A note on the work's relationship to Irlekar 2002
Dr. Suhasini Yashwant Irlekar's 2002 Marathi monograph Sant Janabai is named at length here because of the unusual depth of its presence in the trail behind this volume. It supplied the gathā numbering convention we follow on the Abhangas page; the early-pass cluster organisation of the verse-readings; the eleven-stage developmental scheme treated in Chapter II; the recognition (also in Chapter II) of dāsya, vātsalya, and a Vārkarī-inflected sakhya as Janabai's three home registers among the classical five bhāvas; and the literature-survey base from which the early chapters were initially drafted. The chapter prose is ours; the readings of individual abhangas are ours; the synthesis with the wider scholarship (Novetzke, Glushkova, Pawar, Constable, Abbott's Mahipati) is ours. But Irlekar's frame of attention is in many places the frame this study adopted, and the reader should know it. The chapter colophons and the Sources apparatus name her wherever her specific contribution shaped a reading.
What this volume does not claim
It does not claim a critical-edition standing for any abhanga.
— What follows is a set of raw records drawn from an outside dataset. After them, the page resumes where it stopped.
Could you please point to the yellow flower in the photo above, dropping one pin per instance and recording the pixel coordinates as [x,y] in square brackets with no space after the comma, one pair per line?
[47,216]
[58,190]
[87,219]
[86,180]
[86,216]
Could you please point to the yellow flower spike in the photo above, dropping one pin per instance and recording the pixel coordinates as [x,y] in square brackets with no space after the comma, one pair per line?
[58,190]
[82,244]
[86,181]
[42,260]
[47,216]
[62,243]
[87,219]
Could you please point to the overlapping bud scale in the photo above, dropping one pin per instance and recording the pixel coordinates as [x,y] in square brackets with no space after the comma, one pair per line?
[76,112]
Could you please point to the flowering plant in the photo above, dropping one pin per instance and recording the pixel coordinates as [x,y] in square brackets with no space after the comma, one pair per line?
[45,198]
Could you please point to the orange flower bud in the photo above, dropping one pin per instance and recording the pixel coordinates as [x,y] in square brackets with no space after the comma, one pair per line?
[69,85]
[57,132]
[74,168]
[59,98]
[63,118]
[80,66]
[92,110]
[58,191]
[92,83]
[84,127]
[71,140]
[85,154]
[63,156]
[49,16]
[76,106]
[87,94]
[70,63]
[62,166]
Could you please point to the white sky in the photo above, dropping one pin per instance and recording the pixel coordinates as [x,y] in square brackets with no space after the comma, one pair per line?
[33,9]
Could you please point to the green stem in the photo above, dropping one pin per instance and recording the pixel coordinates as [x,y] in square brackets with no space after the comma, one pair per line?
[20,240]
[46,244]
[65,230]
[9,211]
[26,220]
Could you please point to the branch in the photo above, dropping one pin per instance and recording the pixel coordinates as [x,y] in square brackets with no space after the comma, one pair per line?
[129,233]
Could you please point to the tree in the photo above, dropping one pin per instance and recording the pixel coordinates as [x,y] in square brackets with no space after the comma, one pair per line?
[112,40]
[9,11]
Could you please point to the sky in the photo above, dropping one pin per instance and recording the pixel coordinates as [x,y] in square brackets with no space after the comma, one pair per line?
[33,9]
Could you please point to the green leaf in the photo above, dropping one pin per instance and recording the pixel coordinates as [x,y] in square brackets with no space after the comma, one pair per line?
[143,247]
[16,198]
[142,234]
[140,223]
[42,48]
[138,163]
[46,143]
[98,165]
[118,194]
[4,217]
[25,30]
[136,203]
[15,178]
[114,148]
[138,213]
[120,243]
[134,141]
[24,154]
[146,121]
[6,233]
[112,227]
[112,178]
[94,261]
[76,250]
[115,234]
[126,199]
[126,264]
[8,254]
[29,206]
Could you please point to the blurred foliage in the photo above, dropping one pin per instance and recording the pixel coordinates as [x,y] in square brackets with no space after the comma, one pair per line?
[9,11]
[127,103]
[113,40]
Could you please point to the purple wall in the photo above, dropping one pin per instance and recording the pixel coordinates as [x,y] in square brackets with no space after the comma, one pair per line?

The Marathi text is the standard one; no manuscript collation has been done.
It does not claim to have made fresh attributions to or from the Janabai corpus. The core abhangas and the addendum verses are marked according to the source trail by which they reached this edition.
It does not claim that its English renderings are definitive. They are one careful pass; better translations will follow as Janabai gains fuller English-language attention.
It does not claim independence from the scholarly trail it walked. Irlekar 2002 in particular has been a sustained companion throughout, named at the points of use.
It does not claim to be a substitute for the singing of Janabai's verses by living Vārkarī performers. The companion is meant to invite the reader toward the tradition, not to stand in its place.
Edition
An invitation
If you have read your way to this page, the verses themselves are best heard sung, in Marathi, by the people who have inherited them. The closest most readers of this volume will get to that experience is at a Vārkarī kīrtana at Pandharpur, or at a household kīrtana anywhere in Maharashtra, or in the recordings of singers like Bhīmsen Joshī, Pandit Kumar Gandharva, and others who have brought sant-verse to a wider audience over the last century. The chapters here have done their work if they have made it possible for the English-reading reader to walk into one of those settings and recognise what is happening.